« Nous sommes encore en quête de légitimité pour nos luttes »
, dit la chercheuse et militante Clara Baez. Mais dans les groupes de femmes, on fête après les
réunions. Nous avons beaucoup de joie de vivre.
Amorcé par l’État et l’Église dans les années 60, au sortir d’une dictature de trente ans, le mouvement féministe de la République dominicaine compte aujourd’hui plus de
mille groupes de femmes tant paysannes que citadines, tant professionnelles que domestiques ou ouvrières. Ce sont aussi des regroupements de mères, de voisines et d’artisanes
qui donnent au mouvement un dynamisme marqué par rapport à l’ensemble des sociétés d’Amérique latine.
En 1988, un organisme national de coordination a été créé, la Coordinadora de organizaciones no gubernamentales del area de la mujer. Ses objectifs et son action
tendent à le définir comme un partenaire important dans la vie sociale, politique et économique de ce pays de 6 500 000 habitants.

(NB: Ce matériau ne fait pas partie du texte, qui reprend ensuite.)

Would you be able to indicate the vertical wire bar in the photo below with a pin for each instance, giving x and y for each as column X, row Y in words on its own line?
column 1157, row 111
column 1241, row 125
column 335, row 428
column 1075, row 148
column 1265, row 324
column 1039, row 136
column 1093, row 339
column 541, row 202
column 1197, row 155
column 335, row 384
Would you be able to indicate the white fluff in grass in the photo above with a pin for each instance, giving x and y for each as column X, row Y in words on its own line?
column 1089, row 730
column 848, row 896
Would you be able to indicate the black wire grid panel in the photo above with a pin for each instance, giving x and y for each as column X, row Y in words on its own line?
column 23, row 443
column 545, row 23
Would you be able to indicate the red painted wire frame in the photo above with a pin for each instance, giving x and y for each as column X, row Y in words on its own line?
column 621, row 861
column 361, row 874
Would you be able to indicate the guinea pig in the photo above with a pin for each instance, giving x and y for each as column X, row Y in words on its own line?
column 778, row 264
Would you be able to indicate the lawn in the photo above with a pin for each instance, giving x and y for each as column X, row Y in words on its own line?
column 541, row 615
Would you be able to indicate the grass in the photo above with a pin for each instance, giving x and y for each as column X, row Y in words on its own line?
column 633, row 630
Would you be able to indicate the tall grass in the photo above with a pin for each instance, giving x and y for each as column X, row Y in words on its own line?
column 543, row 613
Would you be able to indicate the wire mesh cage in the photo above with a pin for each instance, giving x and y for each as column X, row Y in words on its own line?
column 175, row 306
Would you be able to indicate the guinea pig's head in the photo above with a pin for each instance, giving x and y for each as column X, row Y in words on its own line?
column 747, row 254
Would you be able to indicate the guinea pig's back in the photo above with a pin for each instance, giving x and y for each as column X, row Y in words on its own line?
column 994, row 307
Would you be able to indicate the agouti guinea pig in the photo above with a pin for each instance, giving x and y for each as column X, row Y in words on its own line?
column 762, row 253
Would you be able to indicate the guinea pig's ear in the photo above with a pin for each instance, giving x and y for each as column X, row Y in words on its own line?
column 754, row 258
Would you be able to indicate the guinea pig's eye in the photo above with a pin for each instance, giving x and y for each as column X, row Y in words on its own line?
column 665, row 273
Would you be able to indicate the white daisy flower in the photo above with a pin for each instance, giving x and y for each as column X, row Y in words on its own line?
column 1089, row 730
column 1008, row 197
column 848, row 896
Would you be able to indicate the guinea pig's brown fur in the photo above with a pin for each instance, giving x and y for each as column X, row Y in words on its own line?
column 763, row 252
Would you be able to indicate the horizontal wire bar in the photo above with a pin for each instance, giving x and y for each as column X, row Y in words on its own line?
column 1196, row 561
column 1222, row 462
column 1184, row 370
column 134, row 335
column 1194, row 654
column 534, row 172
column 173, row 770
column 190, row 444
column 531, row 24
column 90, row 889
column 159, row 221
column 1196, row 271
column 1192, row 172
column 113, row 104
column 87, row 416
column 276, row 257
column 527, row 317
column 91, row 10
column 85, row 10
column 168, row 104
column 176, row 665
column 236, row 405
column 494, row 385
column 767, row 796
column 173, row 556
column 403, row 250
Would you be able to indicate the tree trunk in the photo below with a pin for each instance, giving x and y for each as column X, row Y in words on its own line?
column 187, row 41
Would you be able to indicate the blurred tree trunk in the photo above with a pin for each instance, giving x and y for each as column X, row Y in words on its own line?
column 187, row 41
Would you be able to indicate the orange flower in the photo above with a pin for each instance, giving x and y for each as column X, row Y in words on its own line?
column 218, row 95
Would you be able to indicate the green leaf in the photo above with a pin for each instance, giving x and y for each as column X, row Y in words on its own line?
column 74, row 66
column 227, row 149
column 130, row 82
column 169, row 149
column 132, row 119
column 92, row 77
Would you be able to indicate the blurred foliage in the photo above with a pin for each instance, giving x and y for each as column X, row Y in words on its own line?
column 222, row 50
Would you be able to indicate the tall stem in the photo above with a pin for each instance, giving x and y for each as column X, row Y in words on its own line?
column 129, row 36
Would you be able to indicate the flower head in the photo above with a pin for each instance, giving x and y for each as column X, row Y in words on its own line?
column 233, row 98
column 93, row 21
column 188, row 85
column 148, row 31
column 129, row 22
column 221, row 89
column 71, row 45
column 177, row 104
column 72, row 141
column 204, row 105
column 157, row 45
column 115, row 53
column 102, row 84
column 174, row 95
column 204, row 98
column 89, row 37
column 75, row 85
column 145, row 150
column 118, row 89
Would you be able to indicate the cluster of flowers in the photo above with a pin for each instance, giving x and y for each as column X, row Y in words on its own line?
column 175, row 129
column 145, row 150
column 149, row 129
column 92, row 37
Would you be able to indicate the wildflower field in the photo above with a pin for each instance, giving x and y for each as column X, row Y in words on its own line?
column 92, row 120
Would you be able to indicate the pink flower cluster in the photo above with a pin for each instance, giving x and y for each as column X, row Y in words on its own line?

La Coordinadora est composée de 41
organismes de différents statuts tels des groupes de base, des collectifs de travail, des institutions à caractère éducatif ou de défense des droits juridiques. Pour beaucoup
de Dominicaines, le mouvement des femmes est un moyen de faire de la politique non institutionnelle. De plus en plus de groupes font pression sur l’État pour obtenir davantage
d’écoles, de services médicaux, une réduction du coût de la vie et l’abrogation de lois discriminatoires. Mais dans une société « machiste », l’évolution peut paraître lente,
comme le souligne Clara Baez chercheuse féministe et militante active au sein de la Coordinadora : « Nous sommes en quête de légitimité pour nos luttes ».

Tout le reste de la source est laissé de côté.